The week of the three downfalls has been an interesting one. Boris Johnson resigning from parliament, Donald Trump going to court to face serious charges, Nicola Sturgeon arrested as part of a probe into SNP finances. I wouldn’t like to prejudge any of these cases, for I am – secretly – a fair-minded person.
Of course, had Sturgeon not been involved, various leftist writers would now be penning articles claiming a great linkage between these events. Probably about the downfall of ‘populism’. But since Saint Nicola is involved this will not happen. Because as I have noted here before, our age sees all nationalism as poison, except for the Scottish and Irish varieties, which are inexplicably progressive and just.
Imagine we had been discussing at any point in recent decades how Boris Johnson’s political career might end. Most people would have said that it would likely implode amid a blizzard of fibs. Perhaps not one great big Watergate-sized lie. But a set of mini-lies that builds until nobody around him believes him any more because he has lied to everyone and run out of friends.
Johnson’s problem is that the matters under investigation all seem like things he might be involved in
Johnson is currently railing against the Commons Privileges Committee that censured him, and I have some sympathy with his anger.
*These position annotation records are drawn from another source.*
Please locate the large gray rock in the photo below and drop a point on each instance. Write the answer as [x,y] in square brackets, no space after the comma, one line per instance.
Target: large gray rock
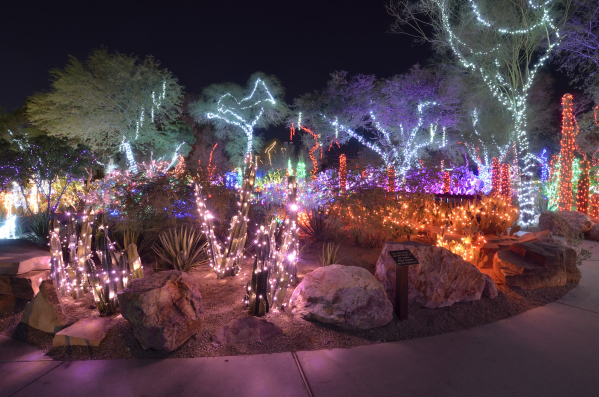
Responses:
[561,223]
[247,329]
[593,234]
[7,305]
[23,286]
[164,309]
[20,256]
[45,311]
[440,279]
[536,264]
[89,331]
[346,296]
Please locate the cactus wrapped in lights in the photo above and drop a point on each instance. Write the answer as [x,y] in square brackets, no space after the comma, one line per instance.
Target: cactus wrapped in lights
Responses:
[446,182]
[226,261]
[275,261]
[342,173]
[58,271]
[568,146]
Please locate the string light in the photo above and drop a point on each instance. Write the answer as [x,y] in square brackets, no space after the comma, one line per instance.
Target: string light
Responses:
[513,98]
[568,146]
[230,116]
[506,187]
[582,194]
[342,173]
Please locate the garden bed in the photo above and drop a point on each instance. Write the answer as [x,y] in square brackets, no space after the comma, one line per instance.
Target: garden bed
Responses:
[222,300]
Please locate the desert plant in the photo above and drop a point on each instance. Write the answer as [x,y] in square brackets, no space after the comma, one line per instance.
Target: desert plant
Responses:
[38,229]
[314,225]
[180,249]
[329,254]
[227,260]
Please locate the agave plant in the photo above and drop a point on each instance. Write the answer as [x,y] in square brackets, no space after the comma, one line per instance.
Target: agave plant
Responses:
[38,228]
[181,249]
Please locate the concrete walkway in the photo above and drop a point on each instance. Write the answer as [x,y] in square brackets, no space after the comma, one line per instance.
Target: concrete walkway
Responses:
[548,351]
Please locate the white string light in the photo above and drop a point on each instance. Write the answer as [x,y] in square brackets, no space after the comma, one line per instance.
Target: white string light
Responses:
[228,114]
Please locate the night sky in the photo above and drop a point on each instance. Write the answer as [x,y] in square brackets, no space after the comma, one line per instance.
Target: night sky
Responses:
[301,42]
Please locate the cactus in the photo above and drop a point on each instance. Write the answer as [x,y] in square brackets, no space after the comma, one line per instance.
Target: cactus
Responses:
[275,261]
[226,261]
[257,289]
[134,262]
[57,268]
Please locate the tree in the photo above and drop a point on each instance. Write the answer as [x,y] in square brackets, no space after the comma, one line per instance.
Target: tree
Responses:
[112,103]
[394,117]
[236,111]
[505,42]
[30,156]
[578,52]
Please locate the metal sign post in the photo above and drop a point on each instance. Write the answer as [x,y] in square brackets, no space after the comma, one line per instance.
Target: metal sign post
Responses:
[403,259]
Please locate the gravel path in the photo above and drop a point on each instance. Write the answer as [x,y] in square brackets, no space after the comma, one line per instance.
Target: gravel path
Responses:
[222,303]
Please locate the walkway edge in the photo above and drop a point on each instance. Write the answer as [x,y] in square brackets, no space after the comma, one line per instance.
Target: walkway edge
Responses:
[299,367]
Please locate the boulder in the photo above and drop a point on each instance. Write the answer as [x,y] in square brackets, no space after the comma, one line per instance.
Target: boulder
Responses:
[247,329]
[536,264]
[440,279]
[346,296]
[164,309]
[490,291]
[23,286]
[593,234]
[561,223]
[7,305]
[89,331]
[45,311]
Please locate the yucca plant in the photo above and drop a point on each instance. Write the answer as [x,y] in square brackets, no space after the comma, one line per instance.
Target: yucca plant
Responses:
[181,249]
[329,254]
[38,228]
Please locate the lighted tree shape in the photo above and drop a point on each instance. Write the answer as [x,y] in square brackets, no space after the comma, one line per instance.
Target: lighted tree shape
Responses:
[233,108]
[505,42]
[393,117]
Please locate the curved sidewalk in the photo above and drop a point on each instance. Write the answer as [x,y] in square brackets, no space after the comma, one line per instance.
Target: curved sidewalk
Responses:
[548,351]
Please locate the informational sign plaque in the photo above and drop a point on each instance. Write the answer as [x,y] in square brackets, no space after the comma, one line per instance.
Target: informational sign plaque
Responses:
[403,259]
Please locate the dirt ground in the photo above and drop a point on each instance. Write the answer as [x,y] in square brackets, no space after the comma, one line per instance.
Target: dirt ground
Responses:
[222,301]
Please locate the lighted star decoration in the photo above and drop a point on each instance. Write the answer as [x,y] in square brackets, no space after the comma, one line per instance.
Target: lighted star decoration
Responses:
[229,109]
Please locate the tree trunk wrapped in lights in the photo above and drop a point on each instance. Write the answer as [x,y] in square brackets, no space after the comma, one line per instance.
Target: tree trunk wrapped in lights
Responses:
[57,268]
[582,194]
[496,176]
[76,268]
[506,187]
[568,146]
[446,182]
[226,261]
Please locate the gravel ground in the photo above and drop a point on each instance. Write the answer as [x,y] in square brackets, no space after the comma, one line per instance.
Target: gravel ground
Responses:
[222,303]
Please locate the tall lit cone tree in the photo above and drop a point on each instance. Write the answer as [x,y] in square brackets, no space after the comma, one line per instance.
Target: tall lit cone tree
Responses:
[582,194]
[568,146]
[391,178]
[506,187]
[495,176]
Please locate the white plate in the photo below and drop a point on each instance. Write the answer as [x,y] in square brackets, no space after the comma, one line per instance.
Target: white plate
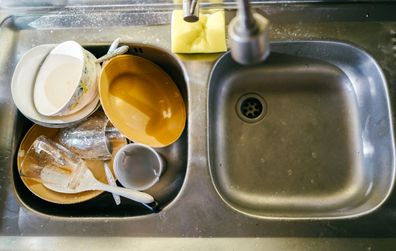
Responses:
[22,86]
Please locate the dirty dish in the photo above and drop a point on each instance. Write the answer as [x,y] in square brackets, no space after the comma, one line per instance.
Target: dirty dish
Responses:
[47,154]
[138,166]
[58,180]
[93,138]
[96,166]
[142,101]
[66,80]
[22,90]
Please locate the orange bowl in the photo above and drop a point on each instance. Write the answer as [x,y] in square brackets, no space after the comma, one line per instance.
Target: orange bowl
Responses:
[142,101]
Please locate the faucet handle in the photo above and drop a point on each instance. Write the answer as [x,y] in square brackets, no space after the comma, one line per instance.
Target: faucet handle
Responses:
[249,36]
[190,11]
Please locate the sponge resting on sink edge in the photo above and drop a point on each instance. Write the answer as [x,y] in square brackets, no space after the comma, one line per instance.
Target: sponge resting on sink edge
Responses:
[207,35]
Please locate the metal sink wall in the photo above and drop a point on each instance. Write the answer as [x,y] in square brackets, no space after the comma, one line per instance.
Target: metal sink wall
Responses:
[306,134]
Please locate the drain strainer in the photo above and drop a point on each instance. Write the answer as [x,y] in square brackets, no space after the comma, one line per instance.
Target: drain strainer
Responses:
[251,108]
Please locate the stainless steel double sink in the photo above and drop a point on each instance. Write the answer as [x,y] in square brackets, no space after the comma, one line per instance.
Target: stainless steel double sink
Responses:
[297,146]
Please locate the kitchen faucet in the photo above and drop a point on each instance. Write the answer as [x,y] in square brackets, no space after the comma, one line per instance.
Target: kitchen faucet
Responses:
[248,32]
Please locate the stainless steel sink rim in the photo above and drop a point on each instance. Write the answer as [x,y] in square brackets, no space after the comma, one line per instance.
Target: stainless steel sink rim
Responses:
[337,64]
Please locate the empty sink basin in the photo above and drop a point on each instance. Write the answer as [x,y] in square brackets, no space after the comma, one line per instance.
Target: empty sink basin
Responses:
[304,135]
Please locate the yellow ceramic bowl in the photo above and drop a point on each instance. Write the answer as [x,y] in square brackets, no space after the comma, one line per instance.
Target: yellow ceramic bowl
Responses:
[142,101]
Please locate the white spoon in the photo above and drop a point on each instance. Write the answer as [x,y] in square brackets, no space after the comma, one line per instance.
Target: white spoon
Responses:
[60,181]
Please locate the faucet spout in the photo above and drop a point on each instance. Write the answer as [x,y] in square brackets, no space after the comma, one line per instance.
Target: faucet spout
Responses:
[249,35]
[190,10]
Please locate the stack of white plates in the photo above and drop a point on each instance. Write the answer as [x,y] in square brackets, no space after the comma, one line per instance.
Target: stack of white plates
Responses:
[22,88]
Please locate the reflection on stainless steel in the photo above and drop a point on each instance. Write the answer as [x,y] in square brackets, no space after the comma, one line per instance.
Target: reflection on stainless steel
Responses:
[306,159]
[195,209]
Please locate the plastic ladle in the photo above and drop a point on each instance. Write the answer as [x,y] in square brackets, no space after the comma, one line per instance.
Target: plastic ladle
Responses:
[59,181]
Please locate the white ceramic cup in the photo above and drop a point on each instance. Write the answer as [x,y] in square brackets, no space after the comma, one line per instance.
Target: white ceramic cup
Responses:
[66,81]
[138,166]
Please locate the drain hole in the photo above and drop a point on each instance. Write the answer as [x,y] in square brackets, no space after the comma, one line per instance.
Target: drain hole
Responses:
[251,108]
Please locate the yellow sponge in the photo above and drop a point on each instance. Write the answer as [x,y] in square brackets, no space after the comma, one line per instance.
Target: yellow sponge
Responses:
[204,36]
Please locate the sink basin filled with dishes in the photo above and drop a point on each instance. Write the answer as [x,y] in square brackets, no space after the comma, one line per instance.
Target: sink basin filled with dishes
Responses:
[108,135]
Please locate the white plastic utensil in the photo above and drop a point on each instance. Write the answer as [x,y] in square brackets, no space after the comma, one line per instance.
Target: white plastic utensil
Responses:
[111,181]
[59,181]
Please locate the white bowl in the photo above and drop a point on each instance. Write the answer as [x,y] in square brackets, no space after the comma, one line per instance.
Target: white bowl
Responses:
[66,81]
[138,166]
[22,85]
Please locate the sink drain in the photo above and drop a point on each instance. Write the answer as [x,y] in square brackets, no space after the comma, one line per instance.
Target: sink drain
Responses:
[251,108]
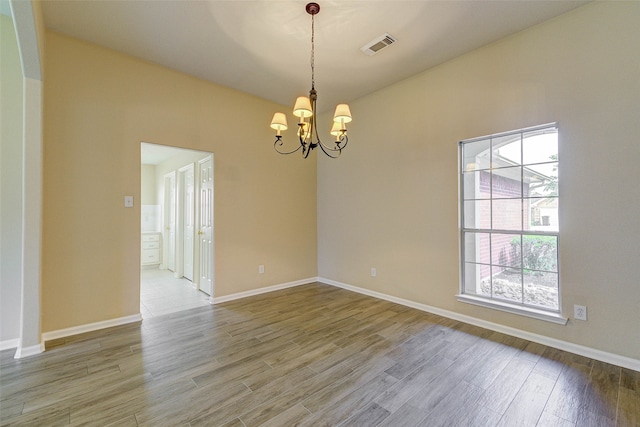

There is something off in Parliament these days where powerful committees and investigations can be set up by the most second-rate bureaucrats and effectively end the careers of democratically elected politicians. So I don’t blame Boris for having a go at the injustice of the thing.
His problem is that the matters under investigation – parties at Downing Street involving wine and, on at least one occasion, a sponge cake – all seem like things Johnson might be involved in. Although the rule-breaking was hardly on a mobster level, he had instituted insanely draconian lockdown measures on everybody in this country.